Edebiyatçılar Derneği, BESAM (Bilim Ve Edebiyat Eseri Sahipleri Meslek Birliği), Dil Derneği, Sanat Kurumu, Türkiye Yazarlar Sendikası ve PEN (Dünya Şairler ve Yazarlar Derneği) üyesiyim. 1999 yılında Edebiyatçılar Derneği yönetiminde Genel Sayman; 2003-2004 yıllarında da Kültür Bakanlığı Telif Hakları ve Korsan Yayınlar Komisyonunda Başkan yardımcısı olarak görev yaptım. 2009-2010 yıllarında Edebiyatçılar Derneği Yönetim Kurulunda görev yaptım.

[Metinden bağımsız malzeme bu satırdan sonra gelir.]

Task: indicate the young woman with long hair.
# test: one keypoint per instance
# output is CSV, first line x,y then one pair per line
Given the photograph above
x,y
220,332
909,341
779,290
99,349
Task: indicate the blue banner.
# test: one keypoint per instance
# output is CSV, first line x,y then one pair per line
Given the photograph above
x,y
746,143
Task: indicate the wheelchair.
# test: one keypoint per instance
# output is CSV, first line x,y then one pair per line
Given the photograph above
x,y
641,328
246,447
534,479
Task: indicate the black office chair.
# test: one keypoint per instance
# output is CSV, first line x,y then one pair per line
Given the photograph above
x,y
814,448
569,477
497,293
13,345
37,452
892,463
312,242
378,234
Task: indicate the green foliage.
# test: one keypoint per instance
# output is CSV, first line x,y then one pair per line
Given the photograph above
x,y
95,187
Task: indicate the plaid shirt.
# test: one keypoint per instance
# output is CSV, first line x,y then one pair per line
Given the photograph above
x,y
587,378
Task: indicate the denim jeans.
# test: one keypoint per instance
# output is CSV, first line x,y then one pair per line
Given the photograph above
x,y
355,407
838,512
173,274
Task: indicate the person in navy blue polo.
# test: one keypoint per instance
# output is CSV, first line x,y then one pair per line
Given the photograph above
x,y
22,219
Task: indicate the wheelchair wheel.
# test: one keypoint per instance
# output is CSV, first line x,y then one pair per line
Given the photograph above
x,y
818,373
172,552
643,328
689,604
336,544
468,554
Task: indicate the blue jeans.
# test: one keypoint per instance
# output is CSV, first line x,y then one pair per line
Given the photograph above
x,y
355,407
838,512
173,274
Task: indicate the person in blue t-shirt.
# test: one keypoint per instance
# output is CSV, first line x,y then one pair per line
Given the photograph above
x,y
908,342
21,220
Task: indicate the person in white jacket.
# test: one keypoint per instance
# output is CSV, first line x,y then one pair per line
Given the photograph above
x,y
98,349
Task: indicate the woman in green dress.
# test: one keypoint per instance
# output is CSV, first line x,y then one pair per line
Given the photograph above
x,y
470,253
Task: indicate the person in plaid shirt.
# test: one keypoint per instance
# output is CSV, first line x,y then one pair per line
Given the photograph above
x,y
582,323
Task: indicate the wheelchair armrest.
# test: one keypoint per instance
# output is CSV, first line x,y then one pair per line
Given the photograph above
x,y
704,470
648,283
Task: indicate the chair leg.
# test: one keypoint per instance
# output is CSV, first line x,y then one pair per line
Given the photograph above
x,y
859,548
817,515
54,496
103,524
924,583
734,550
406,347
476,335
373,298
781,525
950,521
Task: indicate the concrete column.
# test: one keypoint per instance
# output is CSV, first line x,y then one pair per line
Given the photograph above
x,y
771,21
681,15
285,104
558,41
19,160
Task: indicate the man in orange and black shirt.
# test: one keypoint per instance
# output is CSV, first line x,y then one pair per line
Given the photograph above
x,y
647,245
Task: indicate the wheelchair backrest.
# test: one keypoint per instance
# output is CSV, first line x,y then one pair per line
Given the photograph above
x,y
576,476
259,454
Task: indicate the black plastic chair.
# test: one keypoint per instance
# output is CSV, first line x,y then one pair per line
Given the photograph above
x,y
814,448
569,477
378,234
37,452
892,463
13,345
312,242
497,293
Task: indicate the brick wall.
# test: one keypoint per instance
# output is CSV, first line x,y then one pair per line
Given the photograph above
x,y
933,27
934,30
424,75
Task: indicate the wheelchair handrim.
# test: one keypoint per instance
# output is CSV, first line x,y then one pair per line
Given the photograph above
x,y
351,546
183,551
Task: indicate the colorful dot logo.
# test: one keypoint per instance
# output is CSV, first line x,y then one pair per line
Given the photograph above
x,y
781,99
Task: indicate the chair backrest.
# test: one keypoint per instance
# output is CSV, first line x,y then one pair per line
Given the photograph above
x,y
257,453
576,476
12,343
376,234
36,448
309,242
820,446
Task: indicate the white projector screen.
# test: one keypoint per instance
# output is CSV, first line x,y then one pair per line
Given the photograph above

Ankara Sanat Kurumu Sanat Kolu Başkanlığı, tiyatro ve plastik sanatlar (Resim, Heykel, Baskı Resim, Fotoğraf, seramik) dallarında Seçici Kurul Üyeliği yaptım. Hasan Bayrı ve Hacıbektaş Belediyesi şiir ödülünün seçici kurulunda görev aldım. Işıkla Öpüşürdü, Düş ve Sokak, Hayalin Gözümde Kızıl Gül Oldu, Kendi Pınarından Akardı Gülmelerin ve Yüksek Debili Aşklar ve Nisan 2011'de çıkan GİTME ZAMANI'yla birlikte altı şiir kitabım yayımlandı. ATLARIN KARDEŞLİĞİ (Roman) yayınevindedir.
AHMET ÖZER Damar sayı:134
Ali Rıza Kars’ın ilk şiir kitabı yoğun bir emeğin ürünü. Şair şiirine geçit vermek için, yaşamı kim bilir kaç yıl; hem kendi, hem başkaları adına sorgulamış; nice gözlemden damıttıklarını dizelere taşımış:… Sanat yapıtıyla, onu var kılan sanatçının toplumsal görevi, sıradanın içinde sıra dışılığı, aklın ve duyarlığın harmanında elemek değil midir? Bir kesim insanın bedenindeki yaranın yeri gelir kimilerinin yüreğinde nasıl kanadığını en güzel şiirde duyumsamaz mıyız? Ve iki sözcük “Dachau” ile “Sivas” birer sönmeyen yangındır göğsümüzün haritasında… Ali Rıza Kars’ın Işıkla Öpüşürdü’nün “Teki ile Öteki” şiirini kim bilir kaç kez okudum. Yaşamın iki yönü; her gün, her saat, her yıl önümüze binlerce çelişki sunmaz mı? Bu çelişkiler yumağı değil midir, insanlık tarihi boyunca birini öne çıkarıp öbürünü arka plana iten. Şairin bir görevi, yurdundan dünyaya uzanan yolda, yaşamın iki yüzünü bir güzel sergilemek değil midir? Diyalektiğin gerektirdiği de budur işte. Ali Rıza Kars, şiirinin çoğu alanında bu çelişkiler yumağını sergilemeyi görev biliyor. Sensizliğin kanamasına izdüşümü dizelerde “fesleğenleri ellerinin/dokunduğu yerden öpmenin değerini” düşünemeyen bir sevenin korkularının güvenini yitiren sokaklara gönderme yapılır. Bu ayrılığın ardından “Kısık ateşlerde uzun çaylar demle”yen bir insan beklemektedir. Giden belki de dönmeyecektir. Çünkü verilecek savaşım, insanlık tarihinin en büyük halkasına eklenecektir. Ali Rıza Kars, bir gönülden bir gönüle taşınan büyülü bir görünüm sergiliyor dizelerinde. Yaşamın güzelliğini sevdiklerine taşımayı, daha doğrusu bu güzelliği onların düşlerine aktarmayı görev biliyor:…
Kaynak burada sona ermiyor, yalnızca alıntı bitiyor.